The Expedition for The Survey of The Rivers Euphrates and Tigris, Carried on by Order of The British Government, in The Years 1835, 1836, and 1837; Preceded by Geographical and Historical Notices of The Regions situated between The Rivers Nile and Indus. TWO VOLUMES – ALL PUBLISHED.

Chesney, Françis Rawdon.

Book ID: 4480


4to. xxvii, [2], 799 pp., lithographed folding frontispiece, 42 plates, appendix, index / xvi, 778 pp., frontispiece lithograph, 19 plates, tables including 2 large folding charts, numerous woodcuts, half-titles, title, contemporary cloth, lightly faded and rubbed round edges, speckled outer edges, spine of volume one professionally repaired retaining its originality, gilt title on spine, small library stamps on front end paper & title pages, previous owner’s small stamp on each plate, volume 2 hinges slightly weak, scattered spotting, Lacking the slipcase of maps, Longman, Brown, Green & Longmans, first edition, 1850.

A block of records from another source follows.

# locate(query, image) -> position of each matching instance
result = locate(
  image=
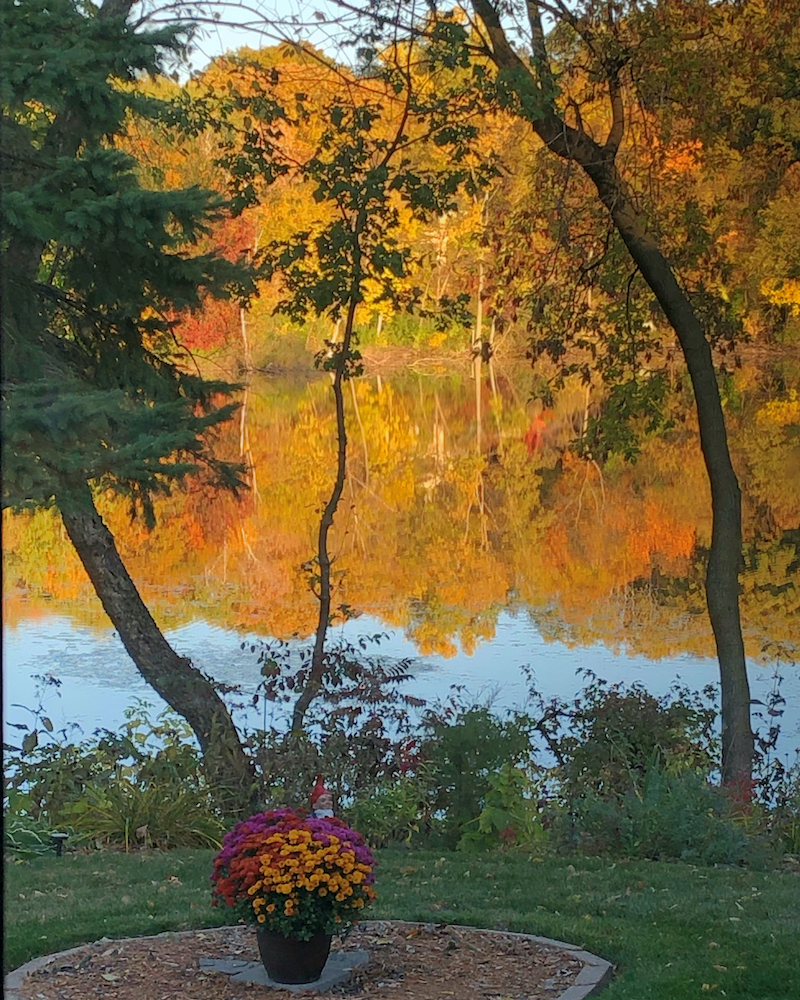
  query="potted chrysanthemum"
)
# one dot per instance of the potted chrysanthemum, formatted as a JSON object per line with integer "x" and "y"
{"x": 298, "y": 880}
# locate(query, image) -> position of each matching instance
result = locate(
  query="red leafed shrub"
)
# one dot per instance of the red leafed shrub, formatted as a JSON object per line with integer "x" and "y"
{"x": 217, "y": 323}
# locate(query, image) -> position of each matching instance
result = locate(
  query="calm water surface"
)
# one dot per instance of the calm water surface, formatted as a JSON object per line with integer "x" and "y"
{"x": 479, "y": 547}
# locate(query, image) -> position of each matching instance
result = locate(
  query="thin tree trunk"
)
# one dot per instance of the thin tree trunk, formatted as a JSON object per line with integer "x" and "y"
{"x": 228, "y": 769}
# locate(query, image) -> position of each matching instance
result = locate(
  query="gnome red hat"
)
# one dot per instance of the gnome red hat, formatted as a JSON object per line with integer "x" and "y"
{"x": 318, "y": 791}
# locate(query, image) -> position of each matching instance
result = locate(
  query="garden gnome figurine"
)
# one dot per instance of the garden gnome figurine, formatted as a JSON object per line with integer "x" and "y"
{"x": 321, "y": 800}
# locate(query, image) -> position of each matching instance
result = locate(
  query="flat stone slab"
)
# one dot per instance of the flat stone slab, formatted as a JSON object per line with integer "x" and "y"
{"x": 338, "y": 969}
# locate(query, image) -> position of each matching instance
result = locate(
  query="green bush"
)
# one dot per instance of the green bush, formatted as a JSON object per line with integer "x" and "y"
{"x": 25, "y": 837}
{"x": 666, "y": 816}
{"x": 394, "y": 813}
{"x": 615, "y": 734}
{"x": 467, "y": 747}
{"x": 511, "y": 814}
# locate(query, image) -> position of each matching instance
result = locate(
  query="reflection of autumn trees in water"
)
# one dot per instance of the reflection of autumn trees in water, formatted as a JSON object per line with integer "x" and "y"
{"x": 436, "y": 538}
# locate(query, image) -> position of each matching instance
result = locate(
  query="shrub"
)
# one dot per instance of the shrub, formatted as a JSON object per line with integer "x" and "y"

Francis Rawdon Chesney (1789-1872) was sent to China before he finished writing the history of this expedition and half the manuscript was lost. This also accounts for the odd numbering of the plates; 97 were intended for the full work of which only 49 were actually printed, not in numerical order. Chesney was the ‘founder of the overland route to India’ (Dictionary of National Biography.) In 1829 he set out for Constantinople intending to take part in the Russo-Turkish War; instead he made a tour of inspection in Lebanon, Syria and Egypt which had two results – the overland route to India and the Suez Canal ( de Lesseps was led to attempt the enterprise after reading Chesney’s report).
In 1831 Chesney carried out his preliminary survey of the Euphrates alone, floating down the river on a raft. A parliamentary committee recommended a full-scale expedition, and two steamships were assembled near Bir in 1835, near the property of John Barker. During the voyage the S. S. Tigris sank and after many difficulties the S. S. Euphrates finally reached Basra. Chesney’s history of the expedition includes minute surveys of history, geography, geology of the areas traversed, but does not provide a day-by-day account of the expedition. This is the concluding portion of Chesney’s account, which was originally lost in China.
References: Blackmer 337; Atabey 234; Marlowe, `Perfidious Albion’ pp 216-18; Searight, pp 121-4; Hilmy I, 133.